By Alice Seeley

The CEO of Abbott Laboratories, Robert Ford, apologized for his company’s role in the nationwide shortage of infant formula in an op-ed for The Washington Post, writing that the company’s formula recall worsened the crisis.

“The past few months have distressed us as they have you, and so I want to say: We’re sorry to every family we’ve let down since our voluntary recall exacerbated our nation’s baby formula shortage,” Ford wrote.

Abbott’s largest formula plant in Sturgis, Michigan, has been shut down since February after four infants who consumed formula made at the plant were hospitalized with a rare bacterial infection. Two of the infants later died. The closure of this factory has caused severely impacted the nationwide shortage as Abbott controls 48% of the market.

Ford stood by his decision and did not apologize for issuing the voluntary recall.

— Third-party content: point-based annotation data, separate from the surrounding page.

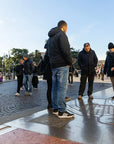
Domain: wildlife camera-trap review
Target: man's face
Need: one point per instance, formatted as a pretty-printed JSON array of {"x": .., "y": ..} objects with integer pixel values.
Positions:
[
  {"x": 34, "y": 63},
  {"x": 64, "y": 28},
  {"x": 21, "y": 61},
  {"x": 87, "y": 48},
  {"x": 112, "y": 50}
]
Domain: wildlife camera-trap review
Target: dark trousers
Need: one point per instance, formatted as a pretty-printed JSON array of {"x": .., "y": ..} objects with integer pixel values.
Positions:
[
  {"x": 49, "y": 88},
  {"x": 19, "y": 82},
  {"x": 70, "y": 78},
  {"x": 83, "y": 84},
  {"x": 35, "y": 81}
]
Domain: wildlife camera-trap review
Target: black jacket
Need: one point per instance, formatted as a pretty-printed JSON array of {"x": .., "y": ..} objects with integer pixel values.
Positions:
[
  {"x": 28, "y": 67},
  {"x": 19, "y": 70},
  {"x": 71, "y": 69},
  {"x": 58, "y": 48},
  {"x": 109, "y": 63},
  {"x": 35, "y": 71},
  {"x": 47, "y": 67},
  {"x": 87, "y": 62}
]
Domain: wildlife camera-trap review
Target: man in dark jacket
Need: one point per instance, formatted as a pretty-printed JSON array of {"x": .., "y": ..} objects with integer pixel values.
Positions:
[
  {"x": 35, "y": 76},
  {"x": 19, "y": 73},
  {"x": 28, "y": 74},
  {"x": 48, "y": 76},
  {"x": 60, "y": 60},
  {"x": 109, "y": 64},
  {"x": 71, "y": 73},
  {"x": 87, "y": 61}
]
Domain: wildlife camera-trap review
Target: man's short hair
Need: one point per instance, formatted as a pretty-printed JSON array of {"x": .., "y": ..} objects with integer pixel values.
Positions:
[
  {"x": 61, "y": 23},
  {"x": 86, "y": 44}
]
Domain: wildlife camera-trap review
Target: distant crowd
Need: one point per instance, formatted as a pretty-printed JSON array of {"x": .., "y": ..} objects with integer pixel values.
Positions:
[{"x": 57, "y": 69}]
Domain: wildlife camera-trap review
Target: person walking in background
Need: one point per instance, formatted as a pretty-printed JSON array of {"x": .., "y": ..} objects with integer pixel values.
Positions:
[
  {"x": 19, "y": 73},
  {"x": 109, "y": 64},
  {"x": 87, "y": 61},
  {"x": 28, "y": 74},
  {"x": 71, "y": 73},
  {"x": 48, "y": 76},
  {"x": 60, "y": 60},
  {"x": 35, "y": 77},
  {"x": 102, "y": 72},
  {"x": 1, "y": 77}
]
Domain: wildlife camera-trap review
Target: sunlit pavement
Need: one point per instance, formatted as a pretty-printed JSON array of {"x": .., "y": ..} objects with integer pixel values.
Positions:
[{"x": 93, "y": 122}]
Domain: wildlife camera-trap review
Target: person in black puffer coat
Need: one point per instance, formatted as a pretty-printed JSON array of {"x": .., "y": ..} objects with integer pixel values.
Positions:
[
  {"x": 35, "y": 77},
  {"x": 87, "y": 61},
  {"x": 109, "y": 64},
  {"x": 60, "y": 61},
  {"x": 19, "y": 73},
  {"x": 28, "y": 74},
  {"x": 48, "y": 76}
]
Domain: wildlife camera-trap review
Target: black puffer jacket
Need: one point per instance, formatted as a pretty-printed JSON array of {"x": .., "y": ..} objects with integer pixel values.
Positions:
[
  {"x": 109, "y": 63},
  {"x": 58, "y": 48},
  {"x": 28, "y": 67},
  {"x": 87, "y": 62}
]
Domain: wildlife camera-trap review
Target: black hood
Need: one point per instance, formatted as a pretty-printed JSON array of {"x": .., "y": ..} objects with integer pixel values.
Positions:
[{"x": 54, "y": 31}]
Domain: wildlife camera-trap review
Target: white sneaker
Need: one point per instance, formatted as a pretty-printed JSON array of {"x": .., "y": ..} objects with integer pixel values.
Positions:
[
  {"x": 17, "y": 94},
  {"x": 30, "y": 94},
  {"x": 65, "y": 115},
  {"x": 21, "y": 88},
  {"x": 91, "y": 97},
  {"x": 79, "y": 97}
]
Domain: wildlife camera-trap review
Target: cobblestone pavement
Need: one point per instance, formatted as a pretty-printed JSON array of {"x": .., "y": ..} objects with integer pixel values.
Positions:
[{"x": 12, "y": 107}]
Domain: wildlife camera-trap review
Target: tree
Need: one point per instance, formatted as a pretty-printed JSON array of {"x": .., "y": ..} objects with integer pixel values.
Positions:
[
  {"x": 35, "y": 56},
  {"x": 17, "y": 54},
  {"x": 1, "y": 58}
]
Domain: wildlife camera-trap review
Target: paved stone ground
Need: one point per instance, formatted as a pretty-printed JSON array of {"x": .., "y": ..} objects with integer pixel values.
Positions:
[{"x": 12, "y": 107}]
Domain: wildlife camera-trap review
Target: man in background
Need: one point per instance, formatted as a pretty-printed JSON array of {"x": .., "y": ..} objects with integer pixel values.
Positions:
[
  {"x": 19, "y": 73},
  {"x": 87, "y": 61},
  {"x": 28, "y": 74}
]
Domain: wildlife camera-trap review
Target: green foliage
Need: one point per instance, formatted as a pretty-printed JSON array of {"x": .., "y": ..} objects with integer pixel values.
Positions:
[
  {"x": 35, "y": 56},
  {"x": 1, "y": 58},
  {"x": 17, "y": 54}
]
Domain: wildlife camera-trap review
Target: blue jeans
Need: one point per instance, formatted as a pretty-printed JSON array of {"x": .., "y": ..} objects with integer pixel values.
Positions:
[
  {"x": 59, "y": 87},
  {"x": 27, "y": 82}
]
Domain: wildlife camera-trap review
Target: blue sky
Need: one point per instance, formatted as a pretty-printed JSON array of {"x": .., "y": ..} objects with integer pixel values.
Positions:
[{"x": 25, "y": 23}]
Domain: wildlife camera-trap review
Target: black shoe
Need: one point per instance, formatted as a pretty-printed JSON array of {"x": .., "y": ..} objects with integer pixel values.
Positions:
[
  {"x": 55, "y": 111},
  {"x": 113, "y": 98},
  {"x": 49, "y": 106},
  {"x": 65, "y": 115}
]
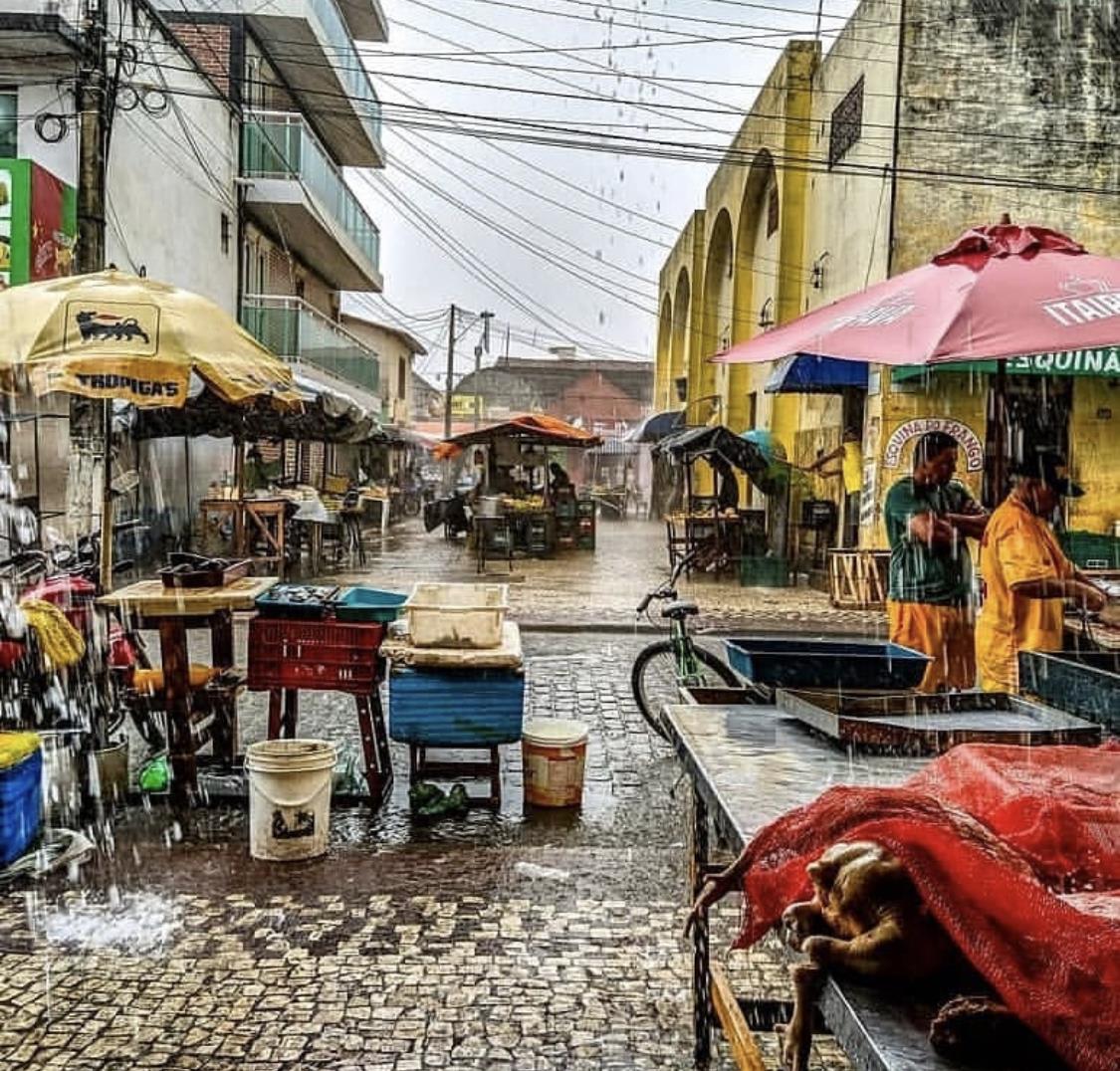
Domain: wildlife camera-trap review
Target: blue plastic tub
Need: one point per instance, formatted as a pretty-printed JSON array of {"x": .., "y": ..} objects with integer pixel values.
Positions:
[
  {"x": 368, "y": 605},
  {"x": 20, "y": 791},
  {"x": 854, "y": 664},
  {"x": 464, "y": 708}
]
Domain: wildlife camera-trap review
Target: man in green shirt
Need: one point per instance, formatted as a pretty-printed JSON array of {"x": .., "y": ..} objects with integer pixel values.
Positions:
[{"x": 930, "y": 518}]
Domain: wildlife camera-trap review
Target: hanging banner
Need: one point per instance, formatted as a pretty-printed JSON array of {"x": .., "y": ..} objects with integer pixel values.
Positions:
[
  {"x": 971, "y": 446},
  {"x": 38, "y": 223}
]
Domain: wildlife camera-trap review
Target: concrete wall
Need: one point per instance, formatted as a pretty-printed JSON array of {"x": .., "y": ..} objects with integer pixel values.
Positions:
[
  {"x": 1001, "y": 104},
  {"x": 391, "y": 349},
  {"x": 60, "y": 158},
  {"x": 170, "y": 177}
]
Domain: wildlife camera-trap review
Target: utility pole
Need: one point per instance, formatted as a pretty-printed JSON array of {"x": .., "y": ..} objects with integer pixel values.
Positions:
[
  {"x": 93, "y": 100},
  {"x": 486, "y": 318},
  {"x": 92, "y": 107},
  {"x": 449, "y": 386}
]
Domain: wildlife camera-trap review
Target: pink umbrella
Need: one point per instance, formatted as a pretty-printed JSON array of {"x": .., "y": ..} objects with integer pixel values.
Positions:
[{"x": 997, "y": 293}]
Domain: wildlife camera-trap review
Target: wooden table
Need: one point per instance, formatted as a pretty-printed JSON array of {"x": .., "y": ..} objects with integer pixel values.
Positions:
[
  {"x": 726, "y": 529},
  {"x": 172, "y": 612},
  {"x": 263, "y": 518},
  {"x": 749, "y": 765}
]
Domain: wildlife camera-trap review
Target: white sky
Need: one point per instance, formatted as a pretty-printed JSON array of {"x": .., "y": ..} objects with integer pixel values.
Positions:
[{"x": 608, "y": 240}]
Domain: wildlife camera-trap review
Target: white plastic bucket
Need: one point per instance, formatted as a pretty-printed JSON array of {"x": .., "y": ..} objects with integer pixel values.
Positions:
[
  {"x": 554, "y": 752},
  {"x": 289, "y": 797},
  {"x": 62, "y": 788}
]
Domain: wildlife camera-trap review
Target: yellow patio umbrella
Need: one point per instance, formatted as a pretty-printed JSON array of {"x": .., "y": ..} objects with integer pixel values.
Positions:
[{"x": 113, "y": 335}]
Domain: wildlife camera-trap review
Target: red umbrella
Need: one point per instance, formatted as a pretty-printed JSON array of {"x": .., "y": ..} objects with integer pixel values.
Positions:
[{"x": 998, "y": 292}]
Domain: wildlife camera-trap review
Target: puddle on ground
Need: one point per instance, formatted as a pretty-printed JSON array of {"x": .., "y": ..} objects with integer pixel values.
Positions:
[{"x": 137, "y": 923}]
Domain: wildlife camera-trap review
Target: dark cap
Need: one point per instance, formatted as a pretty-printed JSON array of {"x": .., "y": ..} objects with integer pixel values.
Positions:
[{"x": 1051, "y": 470}]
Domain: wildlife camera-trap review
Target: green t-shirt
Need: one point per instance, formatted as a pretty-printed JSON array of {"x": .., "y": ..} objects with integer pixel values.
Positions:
[{"x": 920, "y": 572}]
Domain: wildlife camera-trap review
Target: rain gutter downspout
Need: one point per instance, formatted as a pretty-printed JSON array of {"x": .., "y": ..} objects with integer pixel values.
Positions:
[{"x": 896, "y": 136}]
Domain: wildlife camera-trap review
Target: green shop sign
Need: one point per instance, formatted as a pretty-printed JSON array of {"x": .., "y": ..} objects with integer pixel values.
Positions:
[
  {"x": 38, "y": 223},
  {"x": 1103, "y": 360}
]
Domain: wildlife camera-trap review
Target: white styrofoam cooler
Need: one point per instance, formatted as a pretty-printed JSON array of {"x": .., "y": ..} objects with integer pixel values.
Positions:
[{"x": 457, "y": 615}]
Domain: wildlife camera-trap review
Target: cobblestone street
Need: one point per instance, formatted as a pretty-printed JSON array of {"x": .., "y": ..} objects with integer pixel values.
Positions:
[
  {"x": 501, "y": 940},
  {"x": 603, "y": 588},
  {"x": 498, "y": 942}
]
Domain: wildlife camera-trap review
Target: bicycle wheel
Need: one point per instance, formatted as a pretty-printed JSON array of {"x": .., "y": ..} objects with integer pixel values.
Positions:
[{"x": 655, "y": 683}]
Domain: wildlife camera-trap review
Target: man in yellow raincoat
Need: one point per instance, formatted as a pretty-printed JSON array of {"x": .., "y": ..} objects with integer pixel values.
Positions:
[
  {"x": 1026, "y": 576},
  {"x": 930, "y": 518}
]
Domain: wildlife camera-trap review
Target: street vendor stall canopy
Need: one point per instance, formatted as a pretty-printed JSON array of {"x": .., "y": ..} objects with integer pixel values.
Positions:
[
  {"x": 998, "y": 293},
  {"x": 325, "y": 415},
  {"x": 762, "y": 467},
  {"x": 535, "y": 428}
]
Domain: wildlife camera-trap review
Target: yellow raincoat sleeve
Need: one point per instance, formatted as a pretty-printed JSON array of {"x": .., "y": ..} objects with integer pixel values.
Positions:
[{"x": 1028, "y": 554}]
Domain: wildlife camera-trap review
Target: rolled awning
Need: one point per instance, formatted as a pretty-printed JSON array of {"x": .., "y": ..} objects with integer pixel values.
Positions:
[{"x": 808, "y": 374}]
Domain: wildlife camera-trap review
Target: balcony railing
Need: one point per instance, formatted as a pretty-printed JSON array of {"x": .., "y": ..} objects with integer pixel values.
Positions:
[
  {"x": 349, "y": 68},
  {"x": 295, "y": 330},
  {"x": 280, "y": 144}
]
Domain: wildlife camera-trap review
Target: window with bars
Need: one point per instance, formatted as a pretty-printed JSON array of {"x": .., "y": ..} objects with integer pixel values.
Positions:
[
  {"x": 772, "y": 211},
  {"x": 9, "y": 123},
  {"x": 847, "y": 123}
]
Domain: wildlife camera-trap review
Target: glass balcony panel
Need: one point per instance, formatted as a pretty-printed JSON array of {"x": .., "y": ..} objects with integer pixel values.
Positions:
[
  {"x": 280, "y": 144},
  {"x": 299, "y": 333}
]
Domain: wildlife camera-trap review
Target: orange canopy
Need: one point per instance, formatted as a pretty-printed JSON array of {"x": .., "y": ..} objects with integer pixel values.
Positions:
[{"x": 528, "y": 428}]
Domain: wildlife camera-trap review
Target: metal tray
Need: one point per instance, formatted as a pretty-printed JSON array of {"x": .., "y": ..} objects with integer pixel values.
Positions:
[
  {"x": 296, "y": 600},
  {"x": 217, "y": 572},
  {"x": 798, "y": 662},
  {"x": 930, "y": 725},
  {"x": 1082, "y": 683}
]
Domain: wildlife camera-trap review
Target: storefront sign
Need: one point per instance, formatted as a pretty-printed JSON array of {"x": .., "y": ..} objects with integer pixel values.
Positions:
[
  {"x": 1103, "y": 360},
  {"x": 969, "y": 440},
  {"x": 38, "y": 223},
  {"x": 867, "y": 506}
]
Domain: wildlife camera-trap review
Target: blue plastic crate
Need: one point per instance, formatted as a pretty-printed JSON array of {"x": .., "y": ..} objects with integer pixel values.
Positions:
[
  {"x": 20, "y": 790},
  {"x": 463, "y": 708},
  {"x": 856, "y": 664}
]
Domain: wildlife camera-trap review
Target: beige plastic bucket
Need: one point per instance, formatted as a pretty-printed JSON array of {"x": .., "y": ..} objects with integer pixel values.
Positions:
[
  {"x": 554, "y": 752},
  {"x": 289, "y": 797},
  {"x": 111, "y": 766}
]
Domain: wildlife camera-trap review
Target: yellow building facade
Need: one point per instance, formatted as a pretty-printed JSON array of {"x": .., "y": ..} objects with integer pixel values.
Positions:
[{"x": 861, "y": 161}]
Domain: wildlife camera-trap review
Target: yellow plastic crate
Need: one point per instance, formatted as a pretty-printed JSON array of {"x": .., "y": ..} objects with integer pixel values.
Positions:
[{"x": 16, "y": 747}]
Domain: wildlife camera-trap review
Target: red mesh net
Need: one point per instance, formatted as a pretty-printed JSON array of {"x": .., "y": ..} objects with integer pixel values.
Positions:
[{"x": 1017, "y": 853}]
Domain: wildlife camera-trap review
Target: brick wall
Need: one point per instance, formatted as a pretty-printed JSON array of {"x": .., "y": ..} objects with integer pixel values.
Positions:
[{"x": 209, "y": 45}]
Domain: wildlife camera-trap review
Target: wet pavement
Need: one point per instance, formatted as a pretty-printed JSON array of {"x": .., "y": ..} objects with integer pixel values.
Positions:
[
  {"x": 509, "y": 940},
  {"x": 583, "y": 589}
]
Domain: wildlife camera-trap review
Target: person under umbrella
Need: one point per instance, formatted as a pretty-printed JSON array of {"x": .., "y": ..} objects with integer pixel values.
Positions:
[
  {"x": 1026, "y": 574},
  {"x": 930, "y": 518}
]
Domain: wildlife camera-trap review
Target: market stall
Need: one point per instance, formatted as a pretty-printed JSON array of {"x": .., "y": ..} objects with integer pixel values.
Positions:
[
  {"x": 262, "y": 511},
  {"x": 522, "y": 499},
  {"x": 698, "y": 530}
]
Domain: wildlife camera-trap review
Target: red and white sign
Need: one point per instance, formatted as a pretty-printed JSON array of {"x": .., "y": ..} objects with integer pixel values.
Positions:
[{"x": 971, "y": 446}]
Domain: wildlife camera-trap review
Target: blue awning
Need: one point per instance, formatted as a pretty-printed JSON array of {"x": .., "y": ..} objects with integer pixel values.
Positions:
[{"x": 807, "y": 374}]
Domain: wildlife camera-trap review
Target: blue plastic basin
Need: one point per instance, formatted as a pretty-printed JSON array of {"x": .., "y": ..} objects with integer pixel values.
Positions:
[
  {"x": 367, "y": 604},
  {"x": 854, "y": 664}
]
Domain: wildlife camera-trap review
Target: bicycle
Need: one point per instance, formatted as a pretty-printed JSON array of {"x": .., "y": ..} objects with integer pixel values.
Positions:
[{"x": 663, "y": 668}]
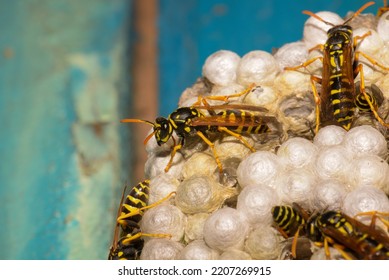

“We will not take risks when it comes to the health of children,” Ford wrote. “The data collected during the investigation, genetic sequencing, retained product samples, and available products from the four complaints did not find any connection between our products and the four reported illnesses in children. However, the FDA’s investigation did discover a bacteria in our plant that we will not tolerate. I have high expectations of this company, and we fell short of them.”

Ford acknowledged the hospitalization of infants due to the lack of EleCare, specialized formula for infants who cannot digest other formulas, calling it “tragic and heartbreaking.” To support these families’ medical and living expenses throughout the shortage, Abbott will establish a $5 million fund that will be independently administered.

According to Ford, Abbott has “been taking serious steps to relieve the supply crisis” at its own plants by converting lines of adult nutrition products at its plant in Columbus, Ohio, to prioritize the production of liquid infant formula. Abbot also has plans to air-ship millions of cans of its most widely used powdered baby formula from an FDA-approved facility in Ireland to the U.S.

Earlier this week, the company reached an agreement with the Food and Drug Administration to reopen the plant in Michigan in the first week of June. Production of Elecare and other hypoallergenic formulas will be prioritized with the reopening of the plant, Ford said.

“By the end of June, we will be supplying more formula to Americans than we were in January.”